William agreed with Mother. Philip of Kingsbridge had defied the Hamleighs, and he had to be crushed. If people were not afraid of you, you had nothing. But he did not see what the problem was. “Why don't we go in with some men and just throw the prior's quarrymen out?”

Father shook his head. “It's one thing to obstruct the king's wishes passively, as we did by working the quarry ourselves; but quite another to send armed men to expel workmen who are there by express permission of the king. I could lose the earldom for that.”

William reluctantly saw his point of view. Father was always cautious, but he was usually justified.

Bishop Waleran said: “I have a suggestion.” William had felt sure he had something up his embroidered black sleeve. “I believe this cathedral should not be built at Kingsbridge.”

William was mystified by this remark. He did not see its relevance. Nor did Father. But Mother's eyes widened, she stopped scratching her face for a moment, and she said thoughtfully: “That's an interesting idea.”

“In the old days most cathedrals were in villages such as Kingsbridge,” Waleran went on. “Many of them were moved to towns sixty or seventy years ago, during the time of the first King William. Kingsbridge is a small village in the middle of nowhere. There's nothing there but a run-down monastery that isn't rich enough to maintain a cathedral, let alone build one.”

Mother said: “And where would
you
wish it built?”

“Shiring,” said Waleran. “It's a big town—the population must be a thousand or more—and it has a market and an annual fleece fair. And it's on a main road. Shiring makes sense. And if we both campaign for it—the bishop and the earl united—we could push it through.”
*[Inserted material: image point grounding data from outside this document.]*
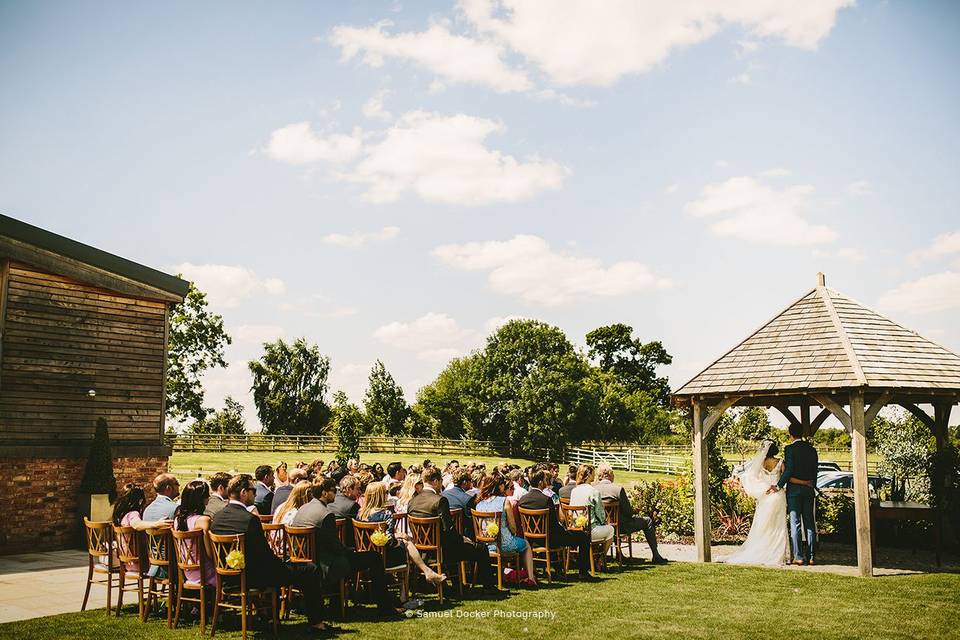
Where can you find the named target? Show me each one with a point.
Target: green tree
(196, 344)
(289, 388)
(614, 349)
(228, 420)
(348, 424)
(385, 406)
Father said: “But if the cathedral were at Shiring, the Kingsbridge monks would not be able to look after it.”

“That's the
point
,” Mother said impatiently. “Without the cathedral, Kingsbridge would be nothing, the priory would sink back into obscurity, and Philip would once again be a nonentity, which is what he deserves.”

“So who would look after the new cathedral?” Father persisted.

“A new chapter of canons,” Waleran said. “Appointed by me.”

William had been as puzzled as his father, but now he began to see Waleran's thinking: in moving the cathedral to Shiring, Waleran would also take personal control of it.

“What about the money?” said Father. “Who would pay for the new cathedral, if not Kingsbridge Priory?”

“I think we'd find that most of the priory's property is dedicated to the cathedral,” Waleran said. “If the cathedral moves, the property goes with it. For example, when King Stephen divided up the old earldom of Shiring, he gave the hill farms to Kingsbridge Priory, as we know only too well; but he did that in order to help finance the new cathedral. If we told him that someone else was building the new cathedral, he would expect the priory to release those lands to the new builders. The monks would put up a fight, of course; but examination of their charters would settle the matter.”

The picture was becoming clearer to William. Not only would Waleran get control of the cathedral by this stratagem; he would also get his hands on most of the priory's wealth.

Father was thinking the same thing. “It's a grand scheme for you, Bishop, but what's in it for me?”

It was Mother who answered him. “Can't you see?” she said tetchily. “You own Shiring. Think how much prosperity would come to the town along with the cathedral. There would be hundreds of craftsmen and laborers building the church for years: they all have to live somewhere and pay you rent, and buy food and clothing at your market. Then there will be the canons who run the cathedral; and the worshipers who will come to Shiring instead of Kingsbridge at Easter and Whitsun for the big services; and the pilgrims who come to visit the shrines…. They all spend money.” Her eyes were bright with greed. William could not remember seeing her so enthusiastic for a long time. “If we handle this right, we could turn Shiring into one of the most important cities in the kingdom!”